Last week in Digital Making, our class went to the Beckman Institute for Research. I’ve never wandered over to this part of campus, but it’s a very important part of our university. The building houses many offices and labs where grad students and professors partake in research.
There were two phases to our visit. We split into two groups and one group went to the fourth floor while the other went to the basement and we switched after 90 minutes. Both groups focused on the scanning of 3D objects that the lab uses.
The fourth floor had multiple dual-screen computers with high processing speed, most likely for using 3D scanning applications. The scanner on the fourth floor was slower compared to the scanners we used in the MakerLab. It starts out with calibration and then moves to 7 different iterations of the scan. The entire process took about 15-20 minutes.
Based off of my experience using the laser scanner, I wouldn’t recommend it. However, when listening to Travis explain how he uses the scanner and in what circumstances, I can understand what benefits it can offer. Even though it’s slow, it is relatively inexpensive and it can capture color as well as different surfaces. Travis gave the example that he tried using a more high-tech scanner to scan a tablet made of a certain stone that had a shiny surface. It turned out that the scanner could not see the surface of the object. Instead, he tried using the scanner upstairs and it worked perfectly. It seems like there are some scanners are more useful under special circumstances.
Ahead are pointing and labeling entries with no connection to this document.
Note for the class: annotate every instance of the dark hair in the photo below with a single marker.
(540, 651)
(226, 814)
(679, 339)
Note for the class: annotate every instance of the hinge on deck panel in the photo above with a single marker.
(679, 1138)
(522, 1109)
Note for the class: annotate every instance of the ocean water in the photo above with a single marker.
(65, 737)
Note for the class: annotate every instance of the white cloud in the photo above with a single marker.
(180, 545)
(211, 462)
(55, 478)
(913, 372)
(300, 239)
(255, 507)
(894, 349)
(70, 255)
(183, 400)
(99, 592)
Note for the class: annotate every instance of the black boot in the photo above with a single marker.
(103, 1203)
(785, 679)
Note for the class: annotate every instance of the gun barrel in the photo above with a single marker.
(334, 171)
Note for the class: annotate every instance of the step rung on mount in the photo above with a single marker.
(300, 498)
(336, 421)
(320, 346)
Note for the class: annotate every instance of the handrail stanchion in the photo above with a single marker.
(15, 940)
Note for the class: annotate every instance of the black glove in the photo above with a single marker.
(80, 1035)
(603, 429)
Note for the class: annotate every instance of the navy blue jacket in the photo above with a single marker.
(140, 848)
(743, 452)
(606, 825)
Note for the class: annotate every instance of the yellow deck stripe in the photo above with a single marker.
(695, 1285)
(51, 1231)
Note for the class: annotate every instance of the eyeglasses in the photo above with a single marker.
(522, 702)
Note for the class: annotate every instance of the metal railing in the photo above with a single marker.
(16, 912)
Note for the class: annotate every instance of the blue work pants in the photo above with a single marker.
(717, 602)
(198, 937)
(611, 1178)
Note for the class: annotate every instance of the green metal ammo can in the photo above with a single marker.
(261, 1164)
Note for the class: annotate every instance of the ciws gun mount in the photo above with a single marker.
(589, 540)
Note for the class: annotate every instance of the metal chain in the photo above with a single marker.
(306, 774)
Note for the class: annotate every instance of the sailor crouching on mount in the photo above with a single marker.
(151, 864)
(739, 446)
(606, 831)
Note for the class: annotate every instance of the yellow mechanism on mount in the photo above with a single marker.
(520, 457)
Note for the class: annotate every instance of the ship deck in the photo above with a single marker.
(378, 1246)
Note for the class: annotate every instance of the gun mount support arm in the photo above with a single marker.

While upstairs, we looked at some 3D objects printed at Beckman. Some were very complex and could only be made using a 3D printer. Beckman also has access to different types of printing material other than the PLA filament that we’ve been using in the MakerLab. There was one object that felt dusty and another which resembled metal.
The learning continued when we moved to the basement to see Travis and the larger scanner. The room it was in was high-ceilinged in order to contain the scanner. We listened to Travis while he carried on the scan from the previous group. The scanner is able to take multiple pictures from a camera at multiple angles due to the movable platform which is then imported into Geomagic and aligned into a comprehensive representation of the object.
The scanner has some difficulty capturing objects that have a reflection, glare, or hole. Powdered spray is used to give the object a matte finish to make it easier for the scan to be completed. On the other hand, holes in the object are much harder and time consuming. It may take repeated scans from slightly different angles for the inside of the hole to be captured in the scan.